OOS 91-7
Upstream phosphorus reductions and the downstream effects in a midwestern agricultural watershed

Friday, August 14, 2015: 10:10 AM
337, Baltimore Convention Center
Melissa M. Motew, Center for Sustainability and the Global Environment, University of Wisconsin-Madison, Madison, WI
Eric Booth, Civil and Environmental Engineering, University of Wisconsin - Madison
Christopher J. Kucharik, Agronomy/Center for Sustainability and the Global Environment, University of Wisconsin-Madison, Madison, WI
Xi Chen, Center for Sustainability and the Global Environment, University of Wisconsin - Madison
Stephen R. Carpenter, Center for Limnology, University of Wisconsin - Madison, Madison, WI
Background/Question/Methods

Phosphorus (P) enrichment in surface waters is a major concern in the Yahara Watershed of southern Wisconsin, home to a thriving dairy industry, the city of Madison, and a chain of five highly valued lakes that are eutrophic.
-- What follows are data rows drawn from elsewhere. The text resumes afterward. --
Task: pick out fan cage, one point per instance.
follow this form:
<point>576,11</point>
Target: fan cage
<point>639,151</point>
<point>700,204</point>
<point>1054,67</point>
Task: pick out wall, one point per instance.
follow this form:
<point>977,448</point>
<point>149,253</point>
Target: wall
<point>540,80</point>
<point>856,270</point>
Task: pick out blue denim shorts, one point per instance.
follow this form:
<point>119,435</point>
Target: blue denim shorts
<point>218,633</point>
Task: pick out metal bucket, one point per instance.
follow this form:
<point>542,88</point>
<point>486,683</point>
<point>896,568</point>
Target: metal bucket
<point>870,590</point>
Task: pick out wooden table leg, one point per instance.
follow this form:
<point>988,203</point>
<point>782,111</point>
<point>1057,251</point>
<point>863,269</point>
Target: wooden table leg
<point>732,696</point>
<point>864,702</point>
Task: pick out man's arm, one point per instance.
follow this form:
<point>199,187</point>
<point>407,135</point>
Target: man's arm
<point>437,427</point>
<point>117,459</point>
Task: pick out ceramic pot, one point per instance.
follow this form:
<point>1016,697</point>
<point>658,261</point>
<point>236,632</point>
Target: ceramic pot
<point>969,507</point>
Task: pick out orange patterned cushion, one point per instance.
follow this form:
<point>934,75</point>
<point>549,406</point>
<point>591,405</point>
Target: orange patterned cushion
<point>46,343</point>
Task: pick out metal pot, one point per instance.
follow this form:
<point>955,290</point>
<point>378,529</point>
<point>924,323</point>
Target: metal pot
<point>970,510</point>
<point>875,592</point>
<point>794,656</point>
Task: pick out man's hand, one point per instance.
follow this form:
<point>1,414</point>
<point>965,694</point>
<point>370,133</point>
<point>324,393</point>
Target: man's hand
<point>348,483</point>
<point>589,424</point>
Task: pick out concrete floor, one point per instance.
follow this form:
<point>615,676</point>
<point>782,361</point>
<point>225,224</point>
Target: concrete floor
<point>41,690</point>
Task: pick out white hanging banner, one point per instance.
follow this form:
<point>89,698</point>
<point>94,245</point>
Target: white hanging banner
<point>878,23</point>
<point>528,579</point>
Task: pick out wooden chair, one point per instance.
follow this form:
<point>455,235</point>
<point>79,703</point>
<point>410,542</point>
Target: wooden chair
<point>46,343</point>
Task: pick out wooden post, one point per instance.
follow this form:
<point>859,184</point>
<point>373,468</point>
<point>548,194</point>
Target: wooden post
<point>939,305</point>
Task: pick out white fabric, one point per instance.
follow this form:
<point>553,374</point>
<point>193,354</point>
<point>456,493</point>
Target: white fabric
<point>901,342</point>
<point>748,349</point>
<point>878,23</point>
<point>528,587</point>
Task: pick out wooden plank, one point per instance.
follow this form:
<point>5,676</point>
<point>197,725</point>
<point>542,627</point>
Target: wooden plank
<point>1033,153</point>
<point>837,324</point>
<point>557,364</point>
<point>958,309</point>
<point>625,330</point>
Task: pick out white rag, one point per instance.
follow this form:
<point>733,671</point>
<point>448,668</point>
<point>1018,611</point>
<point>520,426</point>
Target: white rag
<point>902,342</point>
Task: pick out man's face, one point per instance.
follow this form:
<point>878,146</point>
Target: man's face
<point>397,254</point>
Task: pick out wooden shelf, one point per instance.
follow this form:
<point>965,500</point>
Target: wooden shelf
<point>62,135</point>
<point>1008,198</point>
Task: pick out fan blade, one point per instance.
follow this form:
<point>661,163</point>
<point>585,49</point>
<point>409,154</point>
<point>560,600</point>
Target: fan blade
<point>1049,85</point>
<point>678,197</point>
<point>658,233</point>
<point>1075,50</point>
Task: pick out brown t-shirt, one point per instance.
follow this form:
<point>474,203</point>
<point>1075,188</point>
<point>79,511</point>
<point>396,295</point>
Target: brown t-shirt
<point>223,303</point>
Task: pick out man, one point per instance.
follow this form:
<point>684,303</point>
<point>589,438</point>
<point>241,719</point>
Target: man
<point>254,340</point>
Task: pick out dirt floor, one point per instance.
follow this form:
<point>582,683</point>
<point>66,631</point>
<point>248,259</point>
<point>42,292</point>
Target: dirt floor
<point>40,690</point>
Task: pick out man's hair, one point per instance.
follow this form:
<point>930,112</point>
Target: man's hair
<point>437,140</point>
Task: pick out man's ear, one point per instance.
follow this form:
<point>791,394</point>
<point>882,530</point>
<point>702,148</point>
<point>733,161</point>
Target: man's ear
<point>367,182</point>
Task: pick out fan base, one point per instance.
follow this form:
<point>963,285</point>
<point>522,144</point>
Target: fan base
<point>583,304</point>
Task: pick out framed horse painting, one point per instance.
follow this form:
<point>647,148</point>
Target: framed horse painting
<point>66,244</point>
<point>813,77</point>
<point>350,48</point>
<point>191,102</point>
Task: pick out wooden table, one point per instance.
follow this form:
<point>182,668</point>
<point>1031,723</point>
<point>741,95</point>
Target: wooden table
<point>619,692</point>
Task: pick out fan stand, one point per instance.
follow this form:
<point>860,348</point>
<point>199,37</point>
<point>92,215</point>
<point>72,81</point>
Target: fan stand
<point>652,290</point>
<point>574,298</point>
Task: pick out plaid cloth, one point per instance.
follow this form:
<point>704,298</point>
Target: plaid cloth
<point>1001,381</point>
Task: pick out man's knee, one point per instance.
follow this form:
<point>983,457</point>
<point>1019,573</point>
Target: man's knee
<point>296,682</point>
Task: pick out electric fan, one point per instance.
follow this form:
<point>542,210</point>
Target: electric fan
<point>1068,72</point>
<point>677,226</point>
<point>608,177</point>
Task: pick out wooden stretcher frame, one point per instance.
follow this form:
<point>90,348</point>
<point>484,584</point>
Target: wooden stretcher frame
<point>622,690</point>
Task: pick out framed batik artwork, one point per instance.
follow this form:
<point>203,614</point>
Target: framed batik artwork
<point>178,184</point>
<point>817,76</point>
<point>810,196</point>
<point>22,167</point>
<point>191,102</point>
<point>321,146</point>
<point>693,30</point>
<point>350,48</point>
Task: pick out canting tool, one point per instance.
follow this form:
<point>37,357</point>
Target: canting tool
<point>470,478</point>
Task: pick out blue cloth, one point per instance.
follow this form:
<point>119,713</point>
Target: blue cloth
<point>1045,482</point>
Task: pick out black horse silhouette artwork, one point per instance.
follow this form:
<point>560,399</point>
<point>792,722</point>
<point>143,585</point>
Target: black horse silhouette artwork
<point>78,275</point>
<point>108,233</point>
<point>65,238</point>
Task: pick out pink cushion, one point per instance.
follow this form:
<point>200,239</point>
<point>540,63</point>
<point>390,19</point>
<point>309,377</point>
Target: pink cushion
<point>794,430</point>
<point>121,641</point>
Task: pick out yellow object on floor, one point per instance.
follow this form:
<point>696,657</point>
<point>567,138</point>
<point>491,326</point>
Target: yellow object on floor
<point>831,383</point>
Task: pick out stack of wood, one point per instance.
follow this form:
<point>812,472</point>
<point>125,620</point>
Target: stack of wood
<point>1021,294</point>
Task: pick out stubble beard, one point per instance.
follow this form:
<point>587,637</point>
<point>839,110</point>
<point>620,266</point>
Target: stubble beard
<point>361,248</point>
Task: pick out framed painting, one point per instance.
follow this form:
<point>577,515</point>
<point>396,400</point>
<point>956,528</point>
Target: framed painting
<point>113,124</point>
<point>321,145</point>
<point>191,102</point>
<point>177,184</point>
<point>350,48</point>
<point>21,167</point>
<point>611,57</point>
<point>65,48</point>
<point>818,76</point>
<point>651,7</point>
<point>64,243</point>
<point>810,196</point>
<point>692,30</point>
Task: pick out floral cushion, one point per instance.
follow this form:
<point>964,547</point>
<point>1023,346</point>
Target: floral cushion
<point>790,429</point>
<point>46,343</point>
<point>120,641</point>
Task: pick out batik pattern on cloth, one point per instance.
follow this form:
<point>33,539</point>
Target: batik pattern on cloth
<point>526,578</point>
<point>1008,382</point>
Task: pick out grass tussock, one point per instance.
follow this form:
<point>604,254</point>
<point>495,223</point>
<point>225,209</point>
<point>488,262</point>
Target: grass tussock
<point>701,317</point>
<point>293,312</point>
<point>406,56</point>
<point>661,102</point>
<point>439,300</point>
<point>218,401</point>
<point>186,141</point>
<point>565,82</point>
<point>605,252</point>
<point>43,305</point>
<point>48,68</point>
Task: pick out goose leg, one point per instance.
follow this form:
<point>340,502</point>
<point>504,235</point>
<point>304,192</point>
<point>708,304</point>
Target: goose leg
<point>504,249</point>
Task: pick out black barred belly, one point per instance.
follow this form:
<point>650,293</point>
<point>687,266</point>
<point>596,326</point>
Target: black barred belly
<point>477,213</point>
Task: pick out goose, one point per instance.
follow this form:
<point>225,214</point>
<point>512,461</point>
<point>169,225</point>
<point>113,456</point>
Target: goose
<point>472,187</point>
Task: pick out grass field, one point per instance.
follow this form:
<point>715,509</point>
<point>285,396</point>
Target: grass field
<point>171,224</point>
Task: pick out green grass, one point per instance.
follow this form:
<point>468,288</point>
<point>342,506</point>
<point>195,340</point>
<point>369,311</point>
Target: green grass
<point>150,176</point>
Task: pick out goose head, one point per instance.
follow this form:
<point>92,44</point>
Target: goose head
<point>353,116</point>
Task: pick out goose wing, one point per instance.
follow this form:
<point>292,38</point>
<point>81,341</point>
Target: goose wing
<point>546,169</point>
As in many agricultural watersheds in North America, a legacy of agricultural land use has led to an accumulation of soil P that may take centuries to draw down, even under the best land use practices. Terrestrial P sources within the Yahara are spatially non-uniform, with the largest sources concentrated upstream of the lakes in areas of heavy dairy production. Management efforts to mitigate nutrient runoff have so far focused on widespread adoption of best management practices, yet it is unclear what benefit could be attained by targeting such efforts to only those areas of high P export.

Results/Conclusions

To investigate the timeline of P accumulation and drawdown within the watershed, and to quantify the potential benefit of targeted P reductions, we use a suite of numerical models to gage the effects of alternative P application scenarios on downstream lake water quality. The model suite includes process-based representation of terrestrial ecosystems (Agro-IBIS), hydrologic routing of water and nutrients across the watershed (THMB), and assessment of lake water quality (YWQM). Phosphorus application scenarios include complete cessation of P application, spatially uniform reductions in P application, and spatially targeted reductions in P application.  Model results will examine the magnitude and temporal response of P loading and lake water quality to each of the scenarios.